Overview
Using AI people fire up their tool of choice and just start building. This is the wrong approach. The more you can tell the AI about ‘what’ you want to build the higher the success rate will be.
Tell the AI as much as you can about ‘what’ you want to build and ‘how’ you want it to be built. This is system design. Very simple applications ‘can’ be built without it, but even ‘simple’ applications can benefit from a design step.
Use AI for the design step
The good news is that AI tooling can help with the design as well. The goal of a design step is not to produce code. It is to produce design documents. These design documents will be fed into a different AI session (or even tool) to build the application.
Starting a design session
Tell the AI as much as you know about what you want to build. Does it integrate with third-party api’s? If so provide the AI the documentation in the form of a swagger document, pdf, etc..
Provide the AI with this information through the use of a prompt file, include the goals etc… and tell the AI not to write code. You are working on the design, not the code.
Once you have the prompt file setup with all the relevant information, available documentation and the goals, start an AI chat session and start asking it to document your design. Create high level documentation and diagrams. These will later be used while you work to implement the solution.
A real world example
I’m working with a client that has a number of third party financial integrations. These integrations have been builtup overtime and today they don’t have much in common. Each of them being a bespoke integration with no common integration layer. They want to be able to spin up new integrations faster and allow third parties to plugin to their infrastructure and provide their own implementations.
Getting relevant documentation
I started by getting documentation to all third parties. This presented an interesting challenge. These third parties protect their IP behind an authentication mechanism. Well, AI (today) doesn’t know how to authenticate. So you can’t just provide it with a documentation url and expect anything good to happen. Additionally, they provide documentation on different platforms, some use pdf, some swagger while others use custom sites.
PDF and Swagger
PDF documents and swagger documents can be understood by most of the popular AI tools (I use claude code) and can be referenced directly.
Other formats
You will have to get creative here. I ended up writting a program using puppeteer that would walk the site and generate a pdf document of the sites content.
Setting up the prompt
Once I had the documentation extracted I created a CLAUDE.md file with the provided content.
# CLAUDE.md
This file provides guidance to Claude Code (claude.ai/code) when working with code in this repository.
# TPO Repository
This repository contains documentation for third-party originator (TPO) API integrations for financial services.
## Build/Lint/Test Commands
- No build/lint/test commands are required for this documentation repository
## Code Style Guidelines
- If adding code samples, follow these conventions:
- JavaScript: Use ES6+, async/await for asynchronous operations
- Ruby: Follow Rails conventions for SolarNexus integration
- Use RESTful design patterns for API endpoints
- Secure all endpoints with JWT authentication
- Use clear error handling with appropriate HTTP status codes
## Architectural Principles
- Design microservices with clear separation of concerns
- Implement provider-specific adapters behind a unified API
- Make incremental changes rather than sweeping architectural modifications
- Follow OpenAPI/Swagger standards for API documentation
## Integration Notes
- The TPO integrations provide financial services for solar installations
- Follow EnFin API specification versions as documented in PDFs
- Work toward extracting financial services from UI into dedicated microservices
## File information
- ./sungage.json: contains the openapi specification for the Sungage API
- ./mosaic.json: contains the openapi specification for the Mosaic Financing API
- ./EnFin_Loan_API_Document_V13.pdf: contains the PDF documentation for the EnFin Loan API
- ./EnFin_Financing_API_Document_V13.pdf: contains the PDF documentation for the API Financing API
- ./EnFin_Financing_API_Document_V13.pdf: contains the PDF documentation for the API Financing API
Beginning the design session
Start up claude code and ask it “which integrations do you have API information on?”. If everything is setup properly it should give you a response with all of the referenced documentation in it.

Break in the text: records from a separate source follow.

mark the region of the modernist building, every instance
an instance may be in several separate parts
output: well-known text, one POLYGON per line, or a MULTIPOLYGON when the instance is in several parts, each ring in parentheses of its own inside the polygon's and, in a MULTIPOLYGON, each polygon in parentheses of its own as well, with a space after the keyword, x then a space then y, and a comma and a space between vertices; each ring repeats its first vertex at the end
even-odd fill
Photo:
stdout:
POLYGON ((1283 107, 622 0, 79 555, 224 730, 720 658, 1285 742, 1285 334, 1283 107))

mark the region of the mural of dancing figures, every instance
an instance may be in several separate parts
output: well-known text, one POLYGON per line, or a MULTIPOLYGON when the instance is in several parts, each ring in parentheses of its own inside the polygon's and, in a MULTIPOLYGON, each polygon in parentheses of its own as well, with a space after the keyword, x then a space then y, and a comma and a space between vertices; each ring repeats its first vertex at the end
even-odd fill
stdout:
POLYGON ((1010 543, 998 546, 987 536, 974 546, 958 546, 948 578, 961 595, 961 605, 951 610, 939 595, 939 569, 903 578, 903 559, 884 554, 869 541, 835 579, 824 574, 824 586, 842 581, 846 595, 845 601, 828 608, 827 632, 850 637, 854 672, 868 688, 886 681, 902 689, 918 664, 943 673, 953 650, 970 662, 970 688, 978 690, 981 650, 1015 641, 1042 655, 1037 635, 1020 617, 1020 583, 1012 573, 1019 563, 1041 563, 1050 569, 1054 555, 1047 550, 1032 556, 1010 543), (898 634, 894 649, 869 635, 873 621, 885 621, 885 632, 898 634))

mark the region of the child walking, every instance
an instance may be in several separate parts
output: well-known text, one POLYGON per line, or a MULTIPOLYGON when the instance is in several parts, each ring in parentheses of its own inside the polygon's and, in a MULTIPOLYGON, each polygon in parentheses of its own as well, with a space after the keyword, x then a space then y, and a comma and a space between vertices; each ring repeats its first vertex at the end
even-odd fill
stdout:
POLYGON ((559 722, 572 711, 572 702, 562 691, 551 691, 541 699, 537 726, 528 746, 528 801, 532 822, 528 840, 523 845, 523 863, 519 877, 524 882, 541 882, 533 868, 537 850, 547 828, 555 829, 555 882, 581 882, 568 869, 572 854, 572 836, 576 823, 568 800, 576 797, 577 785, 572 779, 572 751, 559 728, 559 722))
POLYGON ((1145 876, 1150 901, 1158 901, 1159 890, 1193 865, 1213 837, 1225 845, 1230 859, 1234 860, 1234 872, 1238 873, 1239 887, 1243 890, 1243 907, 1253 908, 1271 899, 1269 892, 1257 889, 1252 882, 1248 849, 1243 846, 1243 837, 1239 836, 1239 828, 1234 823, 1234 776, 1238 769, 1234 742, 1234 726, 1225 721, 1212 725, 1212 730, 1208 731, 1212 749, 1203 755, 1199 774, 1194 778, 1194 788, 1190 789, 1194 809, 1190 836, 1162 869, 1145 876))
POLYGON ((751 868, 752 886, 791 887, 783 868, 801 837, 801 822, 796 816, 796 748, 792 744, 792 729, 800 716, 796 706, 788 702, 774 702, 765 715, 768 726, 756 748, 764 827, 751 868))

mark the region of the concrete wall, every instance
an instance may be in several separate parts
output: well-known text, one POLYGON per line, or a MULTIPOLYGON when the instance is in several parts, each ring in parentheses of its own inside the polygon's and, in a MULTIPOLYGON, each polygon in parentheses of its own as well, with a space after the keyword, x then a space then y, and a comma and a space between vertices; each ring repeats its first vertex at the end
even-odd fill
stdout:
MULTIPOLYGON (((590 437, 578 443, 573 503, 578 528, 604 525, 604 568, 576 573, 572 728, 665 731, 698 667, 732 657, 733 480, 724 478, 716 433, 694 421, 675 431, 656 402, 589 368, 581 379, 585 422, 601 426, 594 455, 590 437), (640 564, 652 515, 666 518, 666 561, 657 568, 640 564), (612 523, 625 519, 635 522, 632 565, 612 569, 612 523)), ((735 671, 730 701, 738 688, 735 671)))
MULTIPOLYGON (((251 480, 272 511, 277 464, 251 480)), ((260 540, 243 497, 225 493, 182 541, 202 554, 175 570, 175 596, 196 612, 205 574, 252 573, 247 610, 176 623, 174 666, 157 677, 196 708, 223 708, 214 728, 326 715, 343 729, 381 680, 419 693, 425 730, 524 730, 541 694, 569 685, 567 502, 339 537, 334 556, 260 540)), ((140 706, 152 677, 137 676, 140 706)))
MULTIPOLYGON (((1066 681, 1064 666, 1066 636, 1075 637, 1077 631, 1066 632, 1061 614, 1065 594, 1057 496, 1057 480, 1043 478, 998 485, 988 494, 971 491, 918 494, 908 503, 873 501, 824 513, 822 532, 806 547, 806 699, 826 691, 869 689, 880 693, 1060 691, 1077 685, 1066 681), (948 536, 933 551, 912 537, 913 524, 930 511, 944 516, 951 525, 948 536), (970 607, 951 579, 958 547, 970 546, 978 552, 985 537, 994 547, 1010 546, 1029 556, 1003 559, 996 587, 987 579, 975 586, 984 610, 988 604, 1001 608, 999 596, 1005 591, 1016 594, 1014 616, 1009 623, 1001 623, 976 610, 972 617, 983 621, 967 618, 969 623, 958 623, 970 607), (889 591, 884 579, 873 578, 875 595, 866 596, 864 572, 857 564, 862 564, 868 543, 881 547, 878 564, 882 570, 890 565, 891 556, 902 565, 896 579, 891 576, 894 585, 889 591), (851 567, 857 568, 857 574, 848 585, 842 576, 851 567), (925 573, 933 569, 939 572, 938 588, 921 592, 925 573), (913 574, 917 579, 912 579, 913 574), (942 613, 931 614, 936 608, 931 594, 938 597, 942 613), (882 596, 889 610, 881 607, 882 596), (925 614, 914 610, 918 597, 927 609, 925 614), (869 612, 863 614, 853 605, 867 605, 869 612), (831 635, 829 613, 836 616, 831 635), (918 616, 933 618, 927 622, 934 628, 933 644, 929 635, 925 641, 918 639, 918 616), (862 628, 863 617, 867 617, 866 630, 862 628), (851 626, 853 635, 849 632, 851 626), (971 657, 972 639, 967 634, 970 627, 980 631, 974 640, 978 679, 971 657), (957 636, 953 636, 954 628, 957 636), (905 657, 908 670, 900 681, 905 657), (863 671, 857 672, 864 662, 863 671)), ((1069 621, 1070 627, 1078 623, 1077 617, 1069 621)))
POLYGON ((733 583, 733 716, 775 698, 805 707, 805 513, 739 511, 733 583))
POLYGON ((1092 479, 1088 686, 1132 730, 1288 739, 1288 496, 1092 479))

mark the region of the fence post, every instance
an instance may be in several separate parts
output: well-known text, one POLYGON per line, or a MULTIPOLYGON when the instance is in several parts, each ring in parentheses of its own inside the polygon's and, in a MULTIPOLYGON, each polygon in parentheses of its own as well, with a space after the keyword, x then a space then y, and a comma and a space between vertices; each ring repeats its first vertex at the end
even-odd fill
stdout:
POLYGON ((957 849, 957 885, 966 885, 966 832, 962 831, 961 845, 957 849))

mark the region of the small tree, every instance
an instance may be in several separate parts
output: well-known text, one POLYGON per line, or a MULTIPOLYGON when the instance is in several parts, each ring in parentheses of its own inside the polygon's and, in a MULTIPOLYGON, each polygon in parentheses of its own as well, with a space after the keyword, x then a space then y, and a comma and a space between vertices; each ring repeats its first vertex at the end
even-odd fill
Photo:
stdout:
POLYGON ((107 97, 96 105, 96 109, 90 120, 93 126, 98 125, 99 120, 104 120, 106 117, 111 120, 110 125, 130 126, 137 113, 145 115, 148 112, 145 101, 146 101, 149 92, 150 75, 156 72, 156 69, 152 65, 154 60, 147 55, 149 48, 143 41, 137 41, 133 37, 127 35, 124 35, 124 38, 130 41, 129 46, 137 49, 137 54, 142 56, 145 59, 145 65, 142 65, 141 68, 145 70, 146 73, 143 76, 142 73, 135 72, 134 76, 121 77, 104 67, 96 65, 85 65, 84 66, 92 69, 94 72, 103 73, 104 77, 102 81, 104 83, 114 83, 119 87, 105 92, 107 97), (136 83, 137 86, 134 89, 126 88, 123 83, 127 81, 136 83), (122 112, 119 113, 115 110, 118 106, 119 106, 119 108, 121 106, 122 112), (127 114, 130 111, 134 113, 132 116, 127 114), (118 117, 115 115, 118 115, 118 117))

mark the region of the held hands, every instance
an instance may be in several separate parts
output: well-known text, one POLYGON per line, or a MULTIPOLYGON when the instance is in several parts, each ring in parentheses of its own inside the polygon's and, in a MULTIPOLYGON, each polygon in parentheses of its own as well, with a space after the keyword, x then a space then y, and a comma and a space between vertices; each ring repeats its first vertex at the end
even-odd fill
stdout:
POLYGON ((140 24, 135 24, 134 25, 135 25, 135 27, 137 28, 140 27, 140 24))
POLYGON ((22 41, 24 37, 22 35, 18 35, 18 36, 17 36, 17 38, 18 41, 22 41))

Ask claude “Diagram out a financial services integration with integrations to sungage, mosaic and enfin”. Calude will think for a while and then produce an initial class diagram and component diagram using mermaid. You can iterate on the design simply by conversing with claude. After iterating for a while your output should look something like the following.
Class Diagram
Component Diagram
Conclusion
A well thought out design session will greatly improve your implementation process. It is important to not skip the design process while implementing a new feature with AI. The artifacts from the design session can be added to the CLAUDE.md prompt file and will greatly improve your success rate when you move on to implementing this solution.